Winding Back the Clock!

(Frank speaking:)

It was my turn at the wheel of Moving Being’s long wheel base Mercedes, as we travelled south from Vienne’s roman amphitheatre – where we’d caught a Frank Zappa concert. We were heading for the Cote d’Azur to try our luck busking with elements of the ‘M. Apollinaire et le Cirque du Zodiac’ show – that’s Jessica Cohen, Pete Wooldridge, Nick Birkinshaw and myself. They were sleeping when I made a detour to Mérindol, the sleepy Provençal village where my folks had bought and restored a ruined Bastide some 25 years earlier, in the vague hope that we might get a gig there to help pay for the fuel to get us home to Wales. As I pulled up on the Place de la Mairie, the first person I caught sight of – and this was at 7.30 in the morning – was the cousin of our oldest friends in the village, Rémy and Jacqueline Combe. As it turned out, his mother was the Mayor’s secretary and he said he would do his best. By the time everyone was compus mentis, we’d secured the Salle des Fêtes for the Saturday night and having put up a number of posters and photographs we took off for the coast.

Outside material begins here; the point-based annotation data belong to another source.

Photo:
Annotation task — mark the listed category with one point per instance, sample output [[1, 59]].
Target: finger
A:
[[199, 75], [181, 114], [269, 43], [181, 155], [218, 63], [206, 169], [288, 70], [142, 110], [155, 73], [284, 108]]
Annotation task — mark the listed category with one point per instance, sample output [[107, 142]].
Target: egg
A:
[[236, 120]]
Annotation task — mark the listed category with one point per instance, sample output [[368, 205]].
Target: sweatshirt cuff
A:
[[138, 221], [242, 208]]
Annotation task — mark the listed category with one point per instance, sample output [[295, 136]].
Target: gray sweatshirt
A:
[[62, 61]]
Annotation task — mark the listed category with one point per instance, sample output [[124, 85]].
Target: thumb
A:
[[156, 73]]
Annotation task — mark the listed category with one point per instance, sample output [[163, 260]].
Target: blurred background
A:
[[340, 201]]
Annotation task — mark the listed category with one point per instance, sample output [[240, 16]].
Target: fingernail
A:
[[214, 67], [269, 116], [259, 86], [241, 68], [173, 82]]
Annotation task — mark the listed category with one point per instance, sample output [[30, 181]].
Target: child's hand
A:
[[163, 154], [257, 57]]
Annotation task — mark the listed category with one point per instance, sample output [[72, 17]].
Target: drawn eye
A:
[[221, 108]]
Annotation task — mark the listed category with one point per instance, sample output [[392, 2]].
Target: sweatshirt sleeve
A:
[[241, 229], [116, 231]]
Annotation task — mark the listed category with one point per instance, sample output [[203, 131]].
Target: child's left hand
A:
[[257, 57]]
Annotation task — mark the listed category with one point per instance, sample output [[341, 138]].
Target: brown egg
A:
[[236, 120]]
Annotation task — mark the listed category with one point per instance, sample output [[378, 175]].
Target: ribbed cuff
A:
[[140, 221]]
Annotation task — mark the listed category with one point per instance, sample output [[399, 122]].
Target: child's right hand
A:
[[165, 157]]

All that was 35 years ago! So it was with great trepidation that we drove into village – well actually we left Emma outside and cycled in. Who might we meet from that last visit and who would remember the mad Green family who’d settled in a dilapidated house in the old village up on the hill, with no water or electricity, in the mid-fifties!?

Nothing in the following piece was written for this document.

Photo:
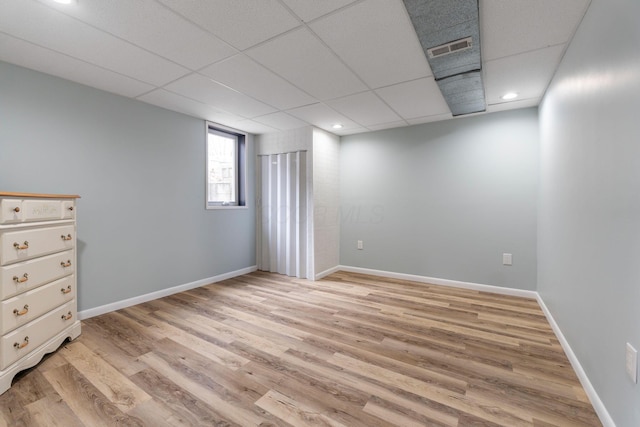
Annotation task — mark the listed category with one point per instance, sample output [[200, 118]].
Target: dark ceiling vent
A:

Well, I very much surprised the son of the Combe family when we arrived on his door-step…. Only 2 years younger than me, he had given up his father’s farm, following a devastating winter and developed a very successful gite business on the edge of the village with 9 houses, swimming -pool –  the works! Pierre and his lovely wife Jacqueline who, for just over a year now, has been Mayor of the village, welcomed us with open arms and not only allowed us to get Emma off the road and park her up behind one of the ‘cottages’ but said we were free to use their shower and swimming pool whenever we wanted. So far we’ve only met one other person from my childhood days, the indomitable Max – the subject of one my father’s most unusual paintings:- While having a siesta in Paris, my father had a dream/vision of someone leaving the seat of a motor-bike, having taken a level-crossing far too fast, and flying through the air. As luck would have it, he ended up head first in a pile of dung, sustaining no major injury. My father went straight to his studio and put the episode on canvas in sweeping strokes. Later that day he received a call from friends in Merindol who related the very story he’d ‘witnessed’ !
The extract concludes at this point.